Learning gap between children in and out of poverty widens. Image: Zsolnai Gergely Adobe Stock

Central Bedfordshire has the third highest proportion nationally of poorer children falling behind

Save the Children says that for 7 out of 11 local authorities in the East of England, the early learning gap between children in poverty and their peers has widened since last year.

Poorer children starting primary school in these areas are being left further behind their classmates in basic but vital skills. Such as speaking in full sentences, following simple instructions and expressing themselves.

The gap in Central Bedfordshire grew by more than almost anywhere in England.

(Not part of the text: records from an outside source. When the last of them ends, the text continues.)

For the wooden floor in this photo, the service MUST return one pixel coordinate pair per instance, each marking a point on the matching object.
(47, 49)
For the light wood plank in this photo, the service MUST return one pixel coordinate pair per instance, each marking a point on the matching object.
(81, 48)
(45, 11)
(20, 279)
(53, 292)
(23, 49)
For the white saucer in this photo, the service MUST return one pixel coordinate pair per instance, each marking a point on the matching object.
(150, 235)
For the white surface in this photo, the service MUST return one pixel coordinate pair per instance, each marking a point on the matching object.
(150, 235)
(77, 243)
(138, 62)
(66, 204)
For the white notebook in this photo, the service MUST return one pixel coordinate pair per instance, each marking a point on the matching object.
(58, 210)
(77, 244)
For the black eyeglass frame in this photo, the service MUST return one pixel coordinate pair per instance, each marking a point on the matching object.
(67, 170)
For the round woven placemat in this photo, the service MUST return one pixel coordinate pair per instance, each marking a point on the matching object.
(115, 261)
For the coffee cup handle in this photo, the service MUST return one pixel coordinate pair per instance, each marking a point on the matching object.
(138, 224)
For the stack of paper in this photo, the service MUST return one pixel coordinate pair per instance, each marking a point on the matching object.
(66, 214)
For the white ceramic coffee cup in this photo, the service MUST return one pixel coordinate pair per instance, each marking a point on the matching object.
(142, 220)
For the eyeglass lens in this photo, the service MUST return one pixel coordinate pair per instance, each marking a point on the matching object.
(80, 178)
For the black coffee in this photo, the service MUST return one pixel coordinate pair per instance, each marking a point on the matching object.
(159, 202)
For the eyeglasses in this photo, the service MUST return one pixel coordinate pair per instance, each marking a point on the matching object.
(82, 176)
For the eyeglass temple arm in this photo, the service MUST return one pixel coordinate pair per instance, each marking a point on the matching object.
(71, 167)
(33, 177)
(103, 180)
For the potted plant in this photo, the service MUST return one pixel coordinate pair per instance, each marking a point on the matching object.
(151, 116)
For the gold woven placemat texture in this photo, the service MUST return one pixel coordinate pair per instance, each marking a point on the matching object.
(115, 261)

It now has the country’s third highest proportion of five years olds who are falling behind.

Steven McIntosh, Save the Children’s Director of UK Policy, Advocacy and Campaigns Image: Save the Children

Steven McIntosh, Save the Children’s director of UK Policy, Advocacy and Campaigns, said:

“Children who start school without the tools to learn find it incredibly difficult to catch up, which risks further locking children into poverty in the future.

“The government has made welcome commitments to close the early learning gap. But they are ignoring an early years staffing crisis that will continue to undermine children’s potential – especially those from disadvantaged backgrounds.

“There is a national shortage of graduate early years teachers who are specifically trained to help children who are falling behind.”

Central Bedfordshire has the third highest proportion nationally of poorer children falling behind

Save the Children says that across the country, two in five of all poor children are struggling with basic skills at age 5, compared to just over a quarter of their better-off classmates.

The charity conducted a local analysis of the recently released ‘Early Years Foundation Stage’ results for 2017/18. This reveal the numbers of children reaching expected levels of development in key areas during their first year of primary school.

Secretary of State for Education Damian Hinds recently pledged to halve the number of pupils starting school behind in talking and reading skills by 2028. However, earlier this year the government axed a key commitment to address the early years teacher shortage. This decision was criticised by charities, schools and nursery leaders.

Central Bedfordshire Council was approach for a comment but did not respond before publication.